The ability to evaluate the efficacy of cancer treatments in living patients is almost as important as the cancer therapy itself. The Notre Dame group has successfully demonstrated whole-body optical imaging using a small synthetic fluorescent probe localized specifically to the dead and dying cells inside prostate and mammary tumors in rats and mice. They believe that the probe’s capacity to target cell death in different tumor models suggests that it could be universally used to detect cell death.
Lead author Bryan Smith conducts fluorescence imaging of animals with implanted tumors using the Kodak Multispectral imaging station. Images courtesy of the University of Notre Dame.
“Our probe will help biomedical studies of cell death by allowing researchers to follow the occurrence of cell death in a living animal,” said Bradley Smith, a researcher at the university. “Using our probe, it should be possible to develop imaging methods that monitor the efficacy of cancer therapy in animal models, thus facilitating anticancer research.”

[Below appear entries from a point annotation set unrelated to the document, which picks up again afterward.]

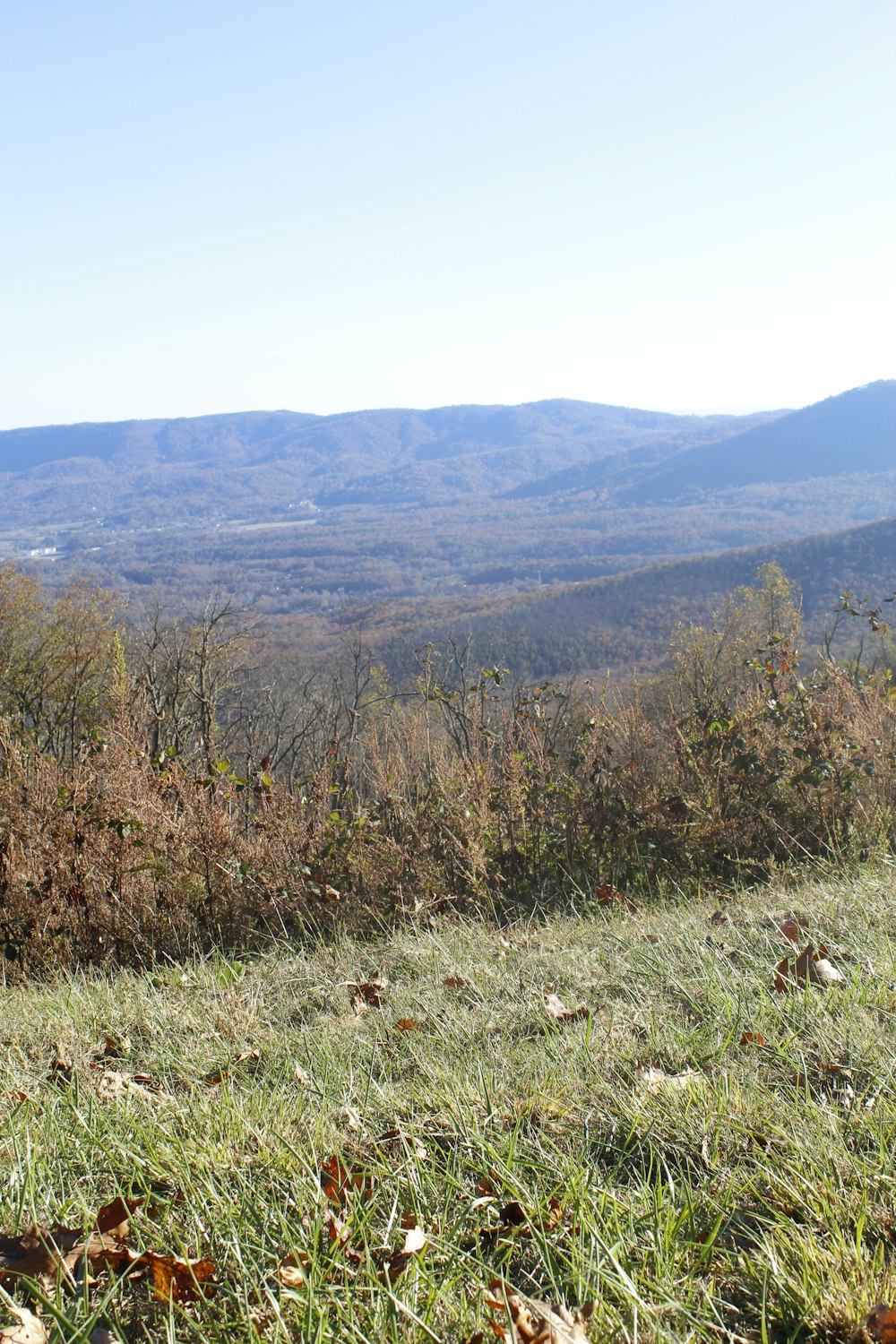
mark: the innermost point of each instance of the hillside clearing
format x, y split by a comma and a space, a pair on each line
363, 1137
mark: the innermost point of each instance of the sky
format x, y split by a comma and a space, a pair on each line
212, 206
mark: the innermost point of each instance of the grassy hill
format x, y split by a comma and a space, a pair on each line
685, 1156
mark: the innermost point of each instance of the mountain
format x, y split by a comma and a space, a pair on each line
362, 456
411, 518
852, 433
622, 623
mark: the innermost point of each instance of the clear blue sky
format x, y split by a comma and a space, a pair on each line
222, 206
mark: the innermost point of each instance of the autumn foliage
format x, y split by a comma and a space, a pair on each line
163, 787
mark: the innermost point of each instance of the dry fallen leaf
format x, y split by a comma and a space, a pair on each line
392, 1265
533, 1322
102, 1335
113, 1085
411, 1024
610, 897
879, 1327
340, 1236
290, 1271
177, 1279
812, 964
657, 1078
368, 995
339, 1183
29, 1331
559, 1012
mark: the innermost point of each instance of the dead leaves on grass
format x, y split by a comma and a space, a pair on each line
879, 1327
367, 995
527, 1320
813, 965
53, 1254
29, 1331
557, 1011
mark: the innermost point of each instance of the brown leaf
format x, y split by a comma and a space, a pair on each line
812, 964
411, 1024
535, 1322
394, 1265
290, 1271
340, 1236
38, 1253
368, 995
116, 1047
177, 1279
559, 1012
339, 1183
29, 1331
61, 1070
113, 1085
102, 1335
879, 1327
610, 897
113, 1219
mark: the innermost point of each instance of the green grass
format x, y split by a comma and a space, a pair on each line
751, 1198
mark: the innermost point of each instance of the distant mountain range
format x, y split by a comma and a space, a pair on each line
401, 518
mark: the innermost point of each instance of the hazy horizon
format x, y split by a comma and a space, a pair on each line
656, 207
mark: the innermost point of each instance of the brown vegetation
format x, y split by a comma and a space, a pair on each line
161, 789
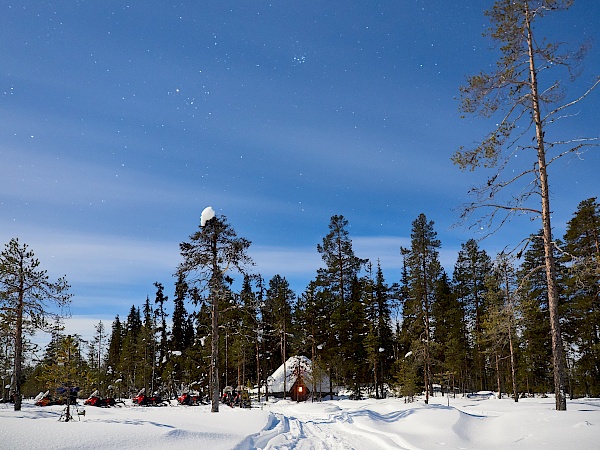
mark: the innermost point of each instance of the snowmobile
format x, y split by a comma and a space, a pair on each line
190, 400
95, 400
141, 399
45, 399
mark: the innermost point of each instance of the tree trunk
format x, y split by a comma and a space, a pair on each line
214, 357
550, 264
19, 349
498, 376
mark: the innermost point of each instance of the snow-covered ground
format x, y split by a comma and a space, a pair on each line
468, 423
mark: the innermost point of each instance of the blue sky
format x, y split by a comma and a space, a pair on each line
121, 121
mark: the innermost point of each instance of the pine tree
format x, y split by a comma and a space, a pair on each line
115, 346
26, 293
96, 352
535, 322
379, 340
524, 107
211, 252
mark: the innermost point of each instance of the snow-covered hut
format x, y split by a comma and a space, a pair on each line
299, 380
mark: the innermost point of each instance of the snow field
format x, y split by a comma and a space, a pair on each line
467, 423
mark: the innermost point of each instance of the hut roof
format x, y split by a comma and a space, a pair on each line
294, 367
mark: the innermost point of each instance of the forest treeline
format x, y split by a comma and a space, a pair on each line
483, 327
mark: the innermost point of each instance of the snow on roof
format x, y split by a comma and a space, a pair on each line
294, 366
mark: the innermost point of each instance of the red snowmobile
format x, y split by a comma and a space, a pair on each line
190, 400
45, 399
95, 400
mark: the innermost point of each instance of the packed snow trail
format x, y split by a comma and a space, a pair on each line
337, 429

Eventually, it may be possible to develop imaging methods that evaluate the efficacy of cancer therapy in individual human patients. What is more, the probe also may be applied to other disease processes where cell death plays an important role, such as atherosclerosis, ischemia, allograft rejection and neurodegenerative disorders.

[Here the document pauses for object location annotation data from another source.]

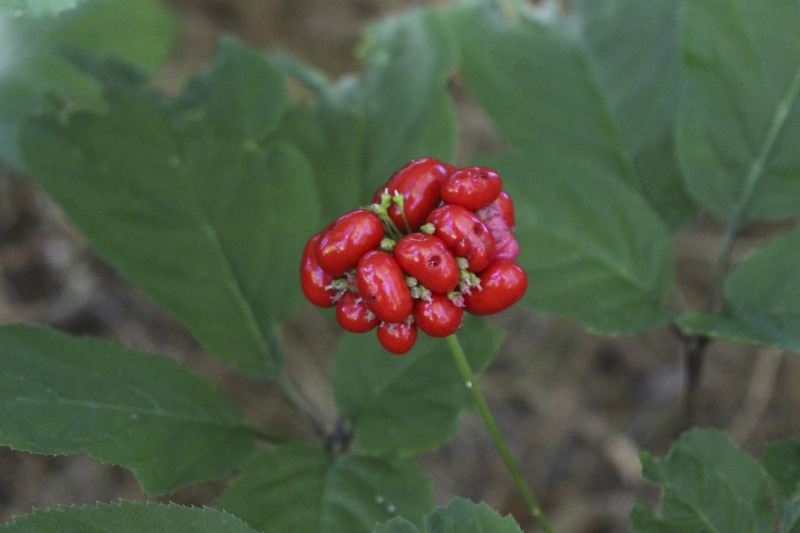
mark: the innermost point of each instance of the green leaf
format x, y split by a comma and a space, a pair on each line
302, 488
32, 66
408, 111
593, 251
35, 8
184, 202
707, 485
739, 121
782, 462
61, 394
634, 52
460, 515
412, 403
330, 133
128, 517
761, 298
541, 92
397, 524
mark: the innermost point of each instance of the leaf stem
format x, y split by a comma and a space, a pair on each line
460, 359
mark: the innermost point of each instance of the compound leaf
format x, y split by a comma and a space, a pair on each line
593, 251
61, 394
411, 403
459, 515
593, 247
707, 485
128, 517
541, 94
302, 488
408, 112
182, 199
782, 462
32, 66
761, 298
641, 83
739, 120
330, 133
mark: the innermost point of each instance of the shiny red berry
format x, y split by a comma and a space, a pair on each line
397, 338
315, 281
347, 238
502, 284
503, 206
428, 259
420, 182
383, 287
438, 316
505, 245
464, 234
472, 187
353, 314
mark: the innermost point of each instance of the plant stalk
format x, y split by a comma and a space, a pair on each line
460, 359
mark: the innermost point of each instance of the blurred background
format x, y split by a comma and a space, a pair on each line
576, 408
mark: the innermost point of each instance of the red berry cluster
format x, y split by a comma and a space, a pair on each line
436, 241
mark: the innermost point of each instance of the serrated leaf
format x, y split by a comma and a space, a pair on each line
633, 49
36, 8
184, 202
32, 67
128, 517
541, 93
61, 394
458, 516
707, 485
739, 121
330, 133
408, 112
412, 403
593, 251
302, 488
782, 462
761, 298
397, 524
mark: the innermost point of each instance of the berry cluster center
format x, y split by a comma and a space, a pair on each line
436, 241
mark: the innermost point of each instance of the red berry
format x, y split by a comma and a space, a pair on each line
313, 279
428, 259
347, 238
438, 317
503, 206
419, 182
353, 315
383, 286
505, 245
503, 283
397, 338
464, 234
472, 187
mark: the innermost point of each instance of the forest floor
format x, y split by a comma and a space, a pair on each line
576, 407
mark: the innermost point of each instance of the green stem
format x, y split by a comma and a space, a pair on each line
478, 399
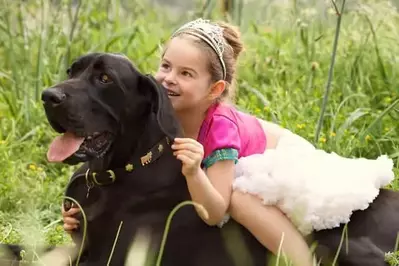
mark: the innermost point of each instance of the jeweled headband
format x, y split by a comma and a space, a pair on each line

Today, a number of methods are commonly employed to image tumors in living animals, including optical, MRI, PET and radionuclide imaging. Historically, tumor imaging has focused on radionuclide or PET imaging because of their direct clinical application.

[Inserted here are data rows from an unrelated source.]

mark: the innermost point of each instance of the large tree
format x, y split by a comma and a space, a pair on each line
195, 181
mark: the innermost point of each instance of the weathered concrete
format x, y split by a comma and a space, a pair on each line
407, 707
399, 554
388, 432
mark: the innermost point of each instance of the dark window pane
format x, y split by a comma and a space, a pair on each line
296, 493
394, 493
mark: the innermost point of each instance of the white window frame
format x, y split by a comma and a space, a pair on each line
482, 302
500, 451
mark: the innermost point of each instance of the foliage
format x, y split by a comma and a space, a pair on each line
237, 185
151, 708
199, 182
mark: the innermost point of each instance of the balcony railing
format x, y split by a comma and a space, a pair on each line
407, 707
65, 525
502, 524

The drawback to radionuclide imaging is that it is very expensive, requiring highly specialized equipment, trained personnel and radiolabels. Furthermore, radionuclide imaging uses ionizing energy, which poses harm to both the researcher and the animal, limiting the number of time points in a study.
On the other hand, the new near-infrared fluorescence optical imaging technique does not involve ionizing radiation or radiolabels, making it safer and cheaper than radionuclide imaging. Details of the method were published online in the Journal of the American Chemical Society in December 2009.
A fluorescence intensity image of a targeted prostate tumor in a rat model is shown, overlaid on the corresponding x-ray. Insert shows highest fluorescence intensity at the tumor core. Courtesy of the American Chemical Society.
Tumors often have high amounts of cell death, a fact that lies at the heart of the researchers’ technique. The team developed a series of small synthetic probe molecules with an attached near-infrared dye that target a particular molecule, known as phosphatidylserine, typically found at the surface of dying cells.
In the experiments, cancer cells are injected underneath the skin on the flank of a living animal and left to grow for 14 days. The tumor-bearing animals are then injected intravenously with 3 mg/kg of the near-infrared fluorescent probe. Finally, a Kodak Multispectral imaging station is used to image the animal every few hours.
Future studies will evaluate whether tumor cell death can be monitored in a living animal undergoing various anticancer treatments. “Eventually, we would like to replace the fluorophore with a radionuclide or PET label so our probe can be used to image cell death in deeper tissues,” Smith said. “This would lead to imaging applications in humans, but this is a few years away.”